Enzo Vannucci, Ivo Tagliaventi

Location

Florence, Italy

Last spring, while photographing in Florence, I finally visited San Giovanni Battista, one of Italy’s great churches of the 1960s.

I first heard of it almost ten years ago, during a university summer school in Florence. A local architect introduced the project, but his heavily accented English and rather unconvincing images failed to persuade me. I went north instead to see Aldo Rossi’s cemetery, and regretted it as soon as I saw my classmates’ photographs.

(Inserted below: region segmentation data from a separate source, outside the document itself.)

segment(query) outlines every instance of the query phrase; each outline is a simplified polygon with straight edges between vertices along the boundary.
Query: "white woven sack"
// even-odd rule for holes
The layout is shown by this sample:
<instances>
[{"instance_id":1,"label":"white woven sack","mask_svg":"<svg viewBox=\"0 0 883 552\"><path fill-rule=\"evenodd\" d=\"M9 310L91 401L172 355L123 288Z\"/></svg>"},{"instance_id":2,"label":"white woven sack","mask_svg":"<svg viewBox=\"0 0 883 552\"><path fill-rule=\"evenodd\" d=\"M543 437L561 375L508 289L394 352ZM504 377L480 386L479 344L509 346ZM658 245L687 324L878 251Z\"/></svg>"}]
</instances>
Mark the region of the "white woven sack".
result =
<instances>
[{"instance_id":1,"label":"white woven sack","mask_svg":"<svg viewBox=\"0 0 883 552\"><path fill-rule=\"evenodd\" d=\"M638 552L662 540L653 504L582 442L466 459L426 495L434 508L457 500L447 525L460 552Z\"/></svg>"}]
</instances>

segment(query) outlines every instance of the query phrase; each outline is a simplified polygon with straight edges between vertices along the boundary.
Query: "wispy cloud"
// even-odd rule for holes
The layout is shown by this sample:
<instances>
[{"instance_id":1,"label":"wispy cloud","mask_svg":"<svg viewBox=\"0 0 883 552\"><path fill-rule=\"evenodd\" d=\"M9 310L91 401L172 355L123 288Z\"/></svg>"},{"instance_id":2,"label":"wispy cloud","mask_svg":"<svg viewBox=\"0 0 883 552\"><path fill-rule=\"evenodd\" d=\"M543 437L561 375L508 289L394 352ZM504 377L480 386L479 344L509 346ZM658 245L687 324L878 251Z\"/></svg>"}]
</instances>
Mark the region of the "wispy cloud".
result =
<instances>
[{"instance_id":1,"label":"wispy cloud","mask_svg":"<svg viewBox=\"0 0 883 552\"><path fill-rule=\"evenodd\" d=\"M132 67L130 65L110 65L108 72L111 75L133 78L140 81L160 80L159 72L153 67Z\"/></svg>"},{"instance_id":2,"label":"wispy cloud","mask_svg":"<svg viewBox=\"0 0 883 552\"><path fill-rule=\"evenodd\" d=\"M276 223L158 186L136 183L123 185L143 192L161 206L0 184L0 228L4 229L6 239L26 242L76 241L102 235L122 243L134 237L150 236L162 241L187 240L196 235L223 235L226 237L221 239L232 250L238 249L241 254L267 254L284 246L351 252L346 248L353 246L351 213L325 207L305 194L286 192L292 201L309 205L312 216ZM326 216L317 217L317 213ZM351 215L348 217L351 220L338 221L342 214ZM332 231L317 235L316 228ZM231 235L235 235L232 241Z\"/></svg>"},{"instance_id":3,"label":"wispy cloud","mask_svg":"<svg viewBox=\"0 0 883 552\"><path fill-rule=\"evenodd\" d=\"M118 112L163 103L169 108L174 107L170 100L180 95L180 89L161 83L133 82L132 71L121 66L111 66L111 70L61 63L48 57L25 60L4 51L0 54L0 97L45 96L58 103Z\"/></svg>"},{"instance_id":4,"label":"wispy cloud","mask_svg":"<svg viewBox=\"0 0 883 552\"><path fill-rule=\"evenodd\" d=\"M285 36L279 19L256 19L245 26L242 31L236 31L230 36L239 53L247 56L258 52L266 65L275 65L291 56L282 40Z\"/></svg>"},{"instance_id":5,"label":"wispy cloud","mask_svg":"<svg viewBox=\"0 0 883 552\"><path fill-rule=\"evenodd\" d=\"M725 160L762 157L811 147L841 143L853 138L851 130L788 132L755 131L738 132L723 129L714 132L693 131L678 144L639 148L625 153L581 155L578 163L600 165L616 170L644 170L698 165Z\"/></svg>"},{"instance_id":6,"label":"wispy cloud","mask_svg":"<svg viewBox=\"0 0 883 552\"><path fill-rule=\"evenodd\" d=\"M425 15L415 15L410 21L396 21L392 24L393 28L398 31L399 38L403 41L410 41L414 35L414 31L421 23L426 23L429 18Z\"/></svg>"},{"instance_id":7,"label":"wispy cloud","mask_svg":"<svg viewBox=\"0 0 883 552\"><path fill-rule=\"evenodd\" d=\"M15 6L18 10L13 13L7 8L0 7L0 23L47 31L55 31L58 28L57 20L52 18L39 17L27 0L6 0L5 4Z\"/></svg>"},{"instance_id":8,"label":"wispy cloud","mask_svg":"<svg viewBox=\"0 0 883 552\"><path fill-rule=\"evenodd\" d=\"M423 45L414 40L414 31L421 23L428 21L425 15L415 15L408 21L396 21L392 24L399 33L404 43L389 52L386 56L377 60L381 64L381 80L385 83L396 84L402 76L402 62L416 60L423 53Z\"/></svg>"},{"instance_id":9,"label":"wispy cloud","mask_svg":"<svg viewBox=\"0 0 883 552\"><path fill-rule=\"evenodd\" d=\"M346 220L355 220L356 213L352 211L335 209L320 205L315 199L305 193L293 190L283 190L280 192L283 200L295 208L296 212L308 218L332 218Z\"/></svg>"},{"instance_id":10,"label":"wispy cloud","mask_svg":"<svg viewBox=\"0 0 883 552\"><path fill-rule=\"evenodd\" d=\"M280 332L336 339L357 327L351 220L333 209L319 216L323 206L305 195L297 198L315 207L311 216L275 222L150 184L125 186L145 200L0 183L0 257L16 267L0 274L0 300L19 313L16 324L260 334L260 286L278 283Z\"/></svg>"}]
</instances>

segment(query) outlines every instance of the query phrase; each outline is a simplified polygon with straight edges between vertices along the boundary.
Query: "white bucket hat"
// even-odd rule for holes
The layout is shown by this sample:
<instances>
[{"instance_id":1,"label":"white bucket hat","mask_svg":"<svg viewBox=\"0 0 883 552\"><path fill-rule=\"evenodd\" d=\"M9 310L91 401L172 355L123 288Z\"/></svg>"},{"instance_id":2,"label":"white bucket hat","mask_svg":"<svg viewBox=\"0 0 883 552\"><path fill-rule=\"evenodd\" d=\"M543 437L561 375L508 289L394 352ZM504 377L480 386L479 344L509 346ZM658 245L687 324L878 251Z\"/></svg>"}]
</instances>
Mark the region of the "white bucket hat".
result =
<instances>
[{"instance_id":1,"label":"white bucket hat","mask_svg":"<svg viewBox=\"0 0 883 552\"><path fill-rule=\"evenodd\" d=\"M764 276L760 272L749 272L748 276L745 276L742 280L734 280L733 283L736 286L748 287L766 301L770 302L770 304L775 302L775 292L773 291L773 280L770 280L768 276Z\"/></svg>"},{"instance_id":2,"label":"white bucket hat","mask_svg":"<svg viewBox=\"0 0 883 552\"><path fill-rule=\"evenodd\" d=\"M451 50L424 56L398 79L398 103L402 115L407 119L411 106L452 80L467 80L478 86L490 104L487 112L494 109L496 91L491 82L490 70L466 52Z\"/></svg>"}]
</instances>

Designed by Giovanni Michelucci, the church stands beside a motorway service station west of Florence. It was built not for a parish, but to commemorate the Autostrada del Sole, the motorway linking Milan, Florence, Rome and Naples. It symbolised post-war renewal, while also honouring the workers who died during its construction.

Inside, bronze reliefs depict the patron saints of cities along the route. Beyond them, irregular columns rise like branches, supporting a tent-like roof with great expressive force.

Yet the building is not without problems. On a bright afternoon, the worship space felt unexpectedly sombre; light seemed absorbed rather than transformed.

Michelucci remains hard to classify: neither fully mainstream nor marginal. Perhaps this church is the same — powerful, imperfect, and slightly lonely beside the motorway.